Macbeth

Resulta curioso ver, una tras otra, dos películas sobre la ambición, el poder y la codicia interpretadas por Michael Fassbender. Pretensiones intemporales más allá de su cronología: una, ambientada en la Escocia del siglo XI; la otra, en el Silicon Valley de fines del siglo XX.

Pero es Fassbender el que hace la diferencia: En “Macbeth” carga con el peso de los traumas de la guerra y las pérdidas personales. Es el soldado que ya no tiene fuerza para contraponer sus principios de la lealtad a los empujes de una Marion Cotillard transformista, que recita el inglés con extraño acento, como antes lo hizo fingiendo el polaco de “La inmigrante”. Un acento que convierte a su Lady Macbeth en un personaje más oblicuo e inquietante.

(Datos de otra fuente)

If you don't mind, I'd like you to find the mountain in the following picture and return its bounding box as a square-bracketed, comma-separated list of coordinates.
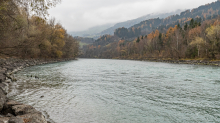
[114, 0, 220, 38]
[70, 10, 181, 39]
[82, 0, 220, 61]
[70, 24, 114, 38]
[99, 10, 182, 35]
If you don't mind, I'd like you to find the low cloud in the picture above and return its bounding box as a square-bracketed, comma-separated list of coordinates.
[49, 0, 216, 32]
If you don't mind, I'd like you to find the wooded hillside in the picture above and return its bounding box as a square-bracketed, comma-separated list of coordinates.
[0, 0, 78, 58]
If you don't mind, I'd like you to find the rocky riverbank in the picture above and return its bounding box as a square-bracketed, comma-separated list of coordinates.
[115, 58, 220, 66]
[146, 59, 220, 66]
[0, 58, 73, 123]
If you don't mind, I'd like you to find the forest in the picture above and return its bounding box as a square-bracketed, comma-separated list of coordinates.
[0, 0, 79, 59]
[81, 0, 220, 60]
[83, 17, 220, 59]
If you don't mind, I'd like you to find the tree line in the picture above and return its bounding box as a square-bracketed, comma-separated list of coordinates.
[0, 0, 78, 58]
[83, 17, 220, 59]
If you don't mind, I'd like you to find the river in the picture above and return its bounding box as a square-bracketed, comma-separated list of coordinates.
[8, 59, 220, 123]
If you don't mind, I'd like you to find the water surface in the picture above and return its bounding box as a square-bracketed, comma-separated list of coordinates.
[9, 59, 220, 123]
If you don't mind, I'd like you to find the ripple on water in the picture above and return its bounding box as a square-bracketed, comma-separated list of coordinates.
[9, 59, 220, 123]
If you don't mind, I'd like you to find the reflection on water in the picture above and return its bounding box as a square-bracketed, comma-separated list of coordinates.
[9, 59, 220, 123]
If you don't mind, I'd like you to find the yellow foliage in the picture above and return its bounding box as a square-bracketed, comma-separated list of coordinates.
[189, 37, 205, 46]
[56, 50, 63, 58]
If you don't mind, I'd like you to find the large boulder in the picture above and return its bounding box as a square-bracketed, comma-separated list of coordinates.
[8, 117, 25, 123]
[2, 100, 22, 115]
[0, 117, 10, 123]
[12, 105, 38, 116]
[0, 88, 6, 111]
[0, 73, 5, 83]
[17, 112, 47, 123]
[0, 82, 8, 95]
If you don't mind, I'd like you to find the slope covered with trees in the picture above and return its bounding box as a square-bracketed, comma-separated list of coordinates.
[114, 0, 220, 38]
[82, 1, 220, 59]
[81, 18, 220, 59]
[0, 0, 78, 58]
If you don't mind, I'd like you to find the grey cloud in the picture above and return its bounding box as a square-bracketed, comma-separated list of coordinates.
[49, 0, 216, 31]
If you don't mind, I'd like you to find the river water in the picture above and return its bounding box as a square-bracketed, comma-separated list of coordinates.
[9, 59, 220, 123]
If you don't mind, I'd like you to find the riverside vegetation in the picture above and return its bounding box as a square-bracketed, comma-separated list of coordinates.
[82, 1, 220, 61]
[0, 0, 78, 123]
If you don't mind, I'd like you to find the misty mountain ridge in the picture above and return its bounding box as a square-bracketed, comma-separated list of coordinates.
[70, 9, 182, 39]
[99, 9, 183, 35]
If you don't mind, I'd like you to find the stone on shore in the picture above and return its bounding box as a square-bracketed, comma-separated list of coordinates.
[8, 117, 25, 123]
[12, 105, 38, 116]
[0, 117, 10, 123]
[0, 88, 6, 111]
[17, 112, 47, 123]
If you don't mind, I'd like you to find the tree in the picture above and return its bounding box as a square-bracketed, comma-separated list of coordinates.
[136, 37, 140, 43]
[189, 37, 205, 57]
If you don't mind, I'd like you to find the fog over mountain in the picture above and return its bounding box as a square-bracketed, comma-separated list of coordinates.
[49, 0, 216, 32]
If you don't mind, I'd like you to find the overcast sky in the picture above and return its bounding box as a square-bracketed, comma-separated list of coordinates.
[49, 0, 217, 32]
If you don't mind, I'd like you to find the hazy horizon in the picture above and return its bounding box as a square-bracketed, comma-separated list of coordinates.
[49, 0, 217, 32]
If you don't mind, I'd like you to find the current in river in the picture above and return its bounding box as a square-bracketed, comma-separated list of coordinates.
[9, 59, 220, 123]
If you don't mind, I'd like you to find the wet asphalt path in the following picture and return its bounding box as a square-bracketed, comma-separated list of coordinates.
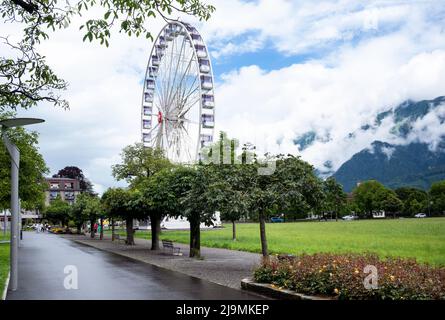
[7, 232, 259, 300]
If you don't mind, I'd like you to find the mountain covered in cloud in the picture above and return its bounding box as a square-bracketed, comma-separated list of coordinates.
[332, 97, 445, 191]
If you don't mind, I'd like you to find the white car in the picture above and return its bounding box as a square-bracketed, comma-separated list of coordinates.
[414, 213, 426, 218]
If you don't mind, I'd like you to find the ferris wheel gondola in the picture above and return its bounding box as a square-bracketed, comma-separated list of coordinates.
[141, 21, 215, 163]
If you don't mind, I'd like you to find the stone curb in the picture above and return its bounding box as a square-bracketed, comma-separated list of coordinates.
[241, 278, 336, 301]
[2, 272, 11, 300]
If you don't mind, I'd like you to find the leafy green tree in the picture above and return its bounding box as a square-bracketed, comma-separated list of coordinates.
[429, 180, 445, 215]
[0, 0, 215, 111]
[102, 188, 143, 245]
[0, 114, 49, 210]
[71, 193, 104, 238]
[43, 196, 71, 226]
[202, 131, 248, 241]
[85, 195, 104, 238]
[395, 187, 428, 215]
[112, 143, 172, 245]
[71, 193, 90, 234]
[53, 166, 94, 194]
[239, 155, 323, 260]
[352, 180, 387, 216]
[381, 189, 403, 218]
[112, 143, 172, 188]
[173, 166, 214, 257]
[323, 177, 346, 221]
[140, 168, 179, 250]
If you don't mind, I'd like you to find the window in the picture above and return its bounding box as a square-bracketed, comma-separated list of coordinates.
[49, 182, 59, 189]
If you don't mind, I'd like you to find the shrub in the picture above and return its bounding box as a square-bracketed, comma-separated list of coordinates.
[254, 253, 445, 300]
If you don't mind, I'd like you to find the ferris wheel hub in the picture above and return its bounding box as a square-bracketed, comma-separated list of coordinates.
[142, 21, 215, 163]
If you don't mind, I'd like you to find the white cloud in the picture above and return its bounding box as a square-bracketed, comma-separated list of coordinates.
[194, 0, 443, 57]
[2, 0, 445, 191]
[217, 36, 445, 170]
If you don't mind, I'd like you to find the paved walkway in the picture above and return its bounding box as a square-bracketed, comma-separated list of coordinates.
[7, 232, 259, 300]
[63, 231, 261, 289]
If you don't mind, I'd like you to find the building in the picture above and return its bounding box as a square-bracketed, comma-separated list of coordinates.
[45, 178, 81, 206]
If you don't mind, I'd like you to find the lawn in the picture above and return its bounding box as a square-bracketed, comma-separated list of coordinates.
[119, 218, 445, 265]
[0, 243, 9, 299]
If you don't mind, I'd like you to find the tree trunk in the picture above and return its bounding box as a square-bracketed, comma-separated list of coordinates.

Fassbender dice las líneas de Shakespeare con extraña gravedad. Con el desencanto de un sujeto herido y melancólico. Todo lo contrario a su “Steve Jobs”, exaltado, siempre listo para las maquinaciones y el debate. Aunque ambos estén predestinados a la gloria efímera y la muerte temprana.

En este “Macbeth” condensado y oscuro, el actor Fassbender y el virtuosismo fotográfico de puros efectos atmosféricos, en interiores sombríos y exteriores de brumas y nieve, se llevan de encuentro cualquier otro posible mérito de la realización.